Tales from Pig countries

Sottotitolo: 
The paradoxal outcome of the Troika prescriptios is that at the end of the fifth years of austerity the budget deficit is equal to or greater than the initial ones for all considered countries.

In recent days, the sovereign debts of the Mediterranean countries are again under scrutiny; reasons for this can be found in the influence of events such as the decision of the German Constitutional Court to verify the Omt (Outright monetary transactions), or declarations of Bernanke on (future) slowdown in U.S. monetary policy.

But in addition there are two facts specific for Greece and Portugal. In Greece, the Troika threats to withhold a tranche of eight billion in loans (by the European ESM) if the government will not prove diligent in applying the recommended therapies from Brussels and Berlin. In Portugal, the coalition government has been rocked by internal tensions of the majority parties, resignation of ministers and possible elections in 2013, after the third year of recession (with a -2.4%); the population does not seem to will continue to be subject to the Troika therapy.

It is worthwhile to take a look at the past five years by the crisis of the three countries that have requested European funding and the IMF (and in the case of Greece, also obtained a partial default of the public debt). Below are the details of the debt-Gdp ratio at the end of 2007, the deficit (always in relation with the Gdp) in the next three years, and finally of the debt at the end of 2012.

 

Debt

                          Deficits

Debt

 

2007

2008

2009

2010

2011

2012

2012

Greece

107.4

9.8

15.6

10.7

9.5

10.0

156.9*

Ireland

  25.1

7.4

13.9

30.8

13.4

7.6

117.6

Portugal

  68.4

3.6

10.2

9.8

4.4

6.4

123.6

    *Net of 100 billion haircut. The Greek deficits are the actual ones, not those declared by the Karamanlis government*

As you can see, the three countries have had some impressive increases in the debt-GDP ratio, taking into account the 100 billion cut in public debt greek. It should be noted that the difference between final and initial debt is much greater than the sum of the five years of deficit; the difference depends on the fall of the denominator, i.e. the Gdp. Even in Greece we would have had the same phenomenon, without the debt haircut. Of course, the cumulative fall in GDP was much higher in Greece (-20%), with respect to what has happened in Ireland and Portugal (-6.1% and -5.8%).
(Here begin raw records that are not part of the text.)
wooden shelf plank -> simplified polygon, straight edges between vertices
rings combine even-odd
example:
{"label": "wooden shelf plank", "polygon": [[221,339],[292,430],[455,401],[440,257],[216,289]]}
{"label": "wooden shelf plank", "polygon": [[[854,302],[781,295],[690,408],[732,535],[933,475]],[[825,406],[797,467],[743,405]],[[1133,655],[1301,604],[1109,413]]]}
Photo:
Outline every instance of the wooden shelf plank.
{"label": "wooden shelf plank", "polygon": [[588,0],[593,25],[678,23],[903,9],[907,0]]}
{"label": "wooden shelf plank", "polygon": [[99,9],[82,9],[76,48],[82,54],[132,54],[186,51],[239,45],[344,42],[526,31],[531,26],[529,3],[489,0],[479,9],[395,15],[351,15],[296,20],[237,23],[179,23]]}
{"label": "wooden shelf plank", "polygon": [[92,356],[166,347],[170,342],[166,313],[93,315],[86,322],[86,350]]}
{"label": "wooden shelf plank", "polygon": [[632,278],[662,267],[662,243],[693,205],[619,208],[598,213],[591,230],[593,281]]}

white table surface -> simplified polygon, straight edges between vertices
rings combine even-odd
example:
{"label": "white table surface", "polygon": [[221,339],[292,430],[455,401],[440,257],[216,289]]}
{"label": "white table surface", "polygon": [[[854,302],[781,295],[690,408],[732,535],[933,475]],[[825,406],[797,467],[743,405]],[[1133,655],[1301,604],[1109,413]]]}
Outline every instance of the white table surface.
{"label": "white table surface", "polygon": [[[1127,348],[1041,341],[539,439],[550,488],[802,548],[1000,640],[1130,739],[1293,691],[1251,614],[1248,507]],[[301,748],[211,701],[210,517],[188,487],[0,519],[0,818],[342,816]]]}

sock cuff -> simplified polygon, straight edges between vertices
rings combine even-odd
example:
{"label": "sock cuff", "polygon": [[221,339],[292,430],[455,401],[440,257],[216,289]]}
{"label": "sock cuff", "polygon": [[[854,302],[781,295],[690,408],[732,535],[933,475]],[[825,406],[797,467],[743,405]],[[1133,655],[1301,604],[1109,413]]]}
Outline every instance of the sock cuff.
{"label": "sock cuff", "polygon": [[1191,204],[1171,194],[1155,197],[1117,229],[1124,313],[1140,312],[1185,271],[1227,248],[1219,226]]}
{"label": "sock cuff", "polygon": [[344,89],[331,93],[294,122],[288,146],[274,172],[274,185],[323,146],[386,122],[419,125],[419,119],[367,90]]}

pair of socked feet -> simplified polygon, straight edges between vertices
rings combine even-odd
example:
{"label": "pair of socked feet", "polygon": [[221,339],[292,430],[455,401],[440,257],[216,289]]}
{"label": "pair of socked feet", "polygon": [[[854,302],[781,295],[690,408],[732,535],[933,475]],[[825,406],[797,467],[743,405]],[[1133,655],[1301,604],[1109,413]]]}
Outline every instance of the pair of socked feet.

Greece aside, at the end of 2007, Ireland had a very low ratio, and also the Portuguese was slightly above the level of 60% established in Maastricht. With the start of the financial crisis in 2008 there is an increase in deficits in all three countries, reflecting a fall in production in the period 2008-9 which causes a negative sign in the performance of Gdp (-7, 6% in Ireland, 3.3% in Greece, 2.9% in Portugal). The decision of the Irish Government, to assume the debts of the banks, does skyrocket the deficit in 2010. It 's interesting to note that at the end of the fifth year the budget deficit is equal to or greater than the initial ones for all countries.

According to the German view, endorsed by Brussels, Europe's problems are due to fiscal irresponsibility of governments Mediterranean and Greece is the paradigm. This view reverses the historical reality, since the economic crisis is the result of unbridled financial deregulation introduced in the past. The Irish case is the perfect paradigm of a banking crisis due to excessive debts that were shifted on the community. But if we consider the Greek case, where actually after the Olympic games in Athens Karamanlis had resorted to creative financing, we note that in 2010 the deficit had been reduced by five percentage points, a tremendous effort. At that point it was time to stop the fiscal tightening and boost the economy, and, as recognized by the IMF itself, to cut immediately the debt.

Instead, the Troika continued with the line of fiscal austerity, with the result that the fall in GDP (-7.1 in 2011 and -6.4 in 2012) prevented the same deficit to improve. It 's obvious that the strategy of the Troika has deemed to fail. The document of the IMF, however, seems schizophrenic; on the one hand acknowledges that the austerity measures have had an impact on GDP more than three times greater than expected, but on the other hand believes that the same measures were necessary in amount and timing: “the report does not question the overall thrust of policies adopted …. Fiscal adjustment was unavoidable, as was the sharp pace of deficit reduction given that official financing was already at the limit of political feasibility and debt restructuring was initially ruled out. Structural reforms were clearly essential to restoring competitiveness. Some questions can be raised about the types of measures (overly reliant on tax increases) and structural conditionality (too detailed in the fiscal area), but the policies adopted under the program appear to have been broadly correct”.

In conclusion, the three errors of the Troika are: i) reversal of the cause-effect relationship between the financial crisis and public debt, ii) application of austerity policies is wrong, as when doctors used the bloodletting to tuberculosis; iii) recognition that three European countries have a very different economic structure: the ratio of exports to GDP was, in 2012, 104.4 in Ireland, 38.7 in Portugal and 27 in Greece.